Oui, l’homme toujours marchant – car la route s’accomplit par sa marche – et marqué par le mystère de la vie, est appelé à sa propre aventure. Quel bleu voir surgir au-dessus « des vergers et des vignes » parmi « l’air rugueux » ? Le sujet de la poésie n’est pas d’inventer. Mais tout conduit à dépasser les apparences et à porter un autre regard sur les contingences.

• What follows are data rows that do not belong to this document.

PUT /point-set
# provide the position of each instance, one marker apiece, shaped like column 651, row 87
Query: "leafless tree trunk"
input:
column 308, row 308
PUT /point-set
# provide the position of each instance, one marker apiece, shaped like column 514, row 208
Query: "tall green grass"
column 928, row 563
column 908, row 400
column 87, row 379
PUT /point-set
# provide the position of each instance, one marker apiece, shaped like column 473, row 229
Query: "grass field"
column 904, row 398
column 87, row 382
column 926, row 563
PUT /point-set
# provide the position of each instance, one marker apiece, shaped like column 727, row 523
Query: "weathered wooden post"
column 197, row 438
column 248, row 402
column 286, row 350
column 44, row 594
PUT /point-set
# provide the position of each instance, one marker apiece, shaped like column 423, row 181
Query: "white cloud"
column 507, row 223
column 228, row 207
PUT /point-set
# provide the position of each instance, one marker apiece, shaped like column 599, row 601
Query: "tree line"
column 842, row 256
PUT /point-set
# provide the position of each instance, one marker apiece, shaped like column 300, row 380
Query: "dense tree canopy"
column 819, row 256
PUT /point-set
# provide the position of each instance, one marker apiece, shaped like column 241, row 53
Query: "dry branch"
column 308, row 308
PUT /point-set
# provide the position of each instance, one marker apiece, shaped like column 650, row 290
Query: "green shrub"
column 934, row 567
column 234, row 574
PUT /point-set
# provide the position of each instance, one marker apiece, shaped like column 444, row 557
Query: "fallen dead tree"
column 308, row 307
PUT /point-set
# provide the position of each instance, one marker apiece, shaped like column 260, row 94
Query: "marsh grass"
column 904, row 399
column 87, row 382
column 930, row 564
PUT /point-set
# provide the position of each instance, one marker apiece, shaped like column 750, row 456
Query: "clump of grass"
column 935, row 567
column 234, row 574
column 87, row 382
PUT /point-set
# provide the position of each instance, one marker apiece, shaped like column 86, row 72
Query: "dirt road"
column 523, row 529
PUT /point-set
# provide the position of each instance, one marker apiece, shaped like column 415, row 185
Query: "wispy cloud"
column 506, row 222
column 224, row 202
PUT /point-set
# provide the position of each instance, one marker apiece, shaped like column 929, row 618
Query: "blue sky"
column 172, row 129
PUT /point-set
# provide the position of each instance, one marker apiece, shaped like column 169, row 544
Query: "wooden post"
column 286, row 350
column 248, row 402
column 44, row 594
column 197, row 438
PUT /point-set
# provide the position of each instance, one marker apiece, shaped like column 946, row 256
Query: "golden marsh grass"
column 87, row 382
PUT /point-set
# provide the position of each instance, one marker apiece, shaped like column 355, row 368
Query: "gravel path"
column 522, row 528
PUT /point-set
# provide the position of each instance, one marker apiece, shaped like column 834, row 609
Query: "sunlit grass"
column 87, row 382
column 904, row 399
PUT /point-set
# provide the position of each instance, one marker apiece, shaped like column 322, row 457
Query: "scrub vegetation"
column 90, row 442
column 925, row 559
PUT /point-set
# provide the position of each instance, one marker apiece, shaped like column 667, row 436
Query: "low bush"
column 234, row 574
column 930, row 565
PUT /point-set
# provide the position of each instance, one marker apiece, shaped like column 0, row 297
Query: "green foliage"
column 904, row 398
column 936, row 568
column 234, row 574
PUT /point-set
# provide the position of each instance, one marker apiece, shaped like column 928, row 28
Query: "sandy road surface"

Quelle force de détachement se pourra exulter avec le poème vers « un avenir d’étoiles » ? Pour cela, faut-il « aller toujours plus haut, toujours plus loin » ?

N’y a-t-il pas seulement à chercher « ce qui a raciné aux estives des mots » dans l’urgence de la terre-poésie, « terre d’éveil » à « l’immensité des vies… » ? Nécessairement, se feront jour l’insaisissable, l’imprévu, l’inconnu, l’impensable, l’invisible, mais la « persévérance de l’herbe » penchera du côté de la jubilation où la quête de l’humain reconnaîtra finalement le temps gratuit de la joie, la douceur du passage, la fluidité du jour pour conquérir « un espace infini ». L’espoir qui a été semé dans l’obscur va germer.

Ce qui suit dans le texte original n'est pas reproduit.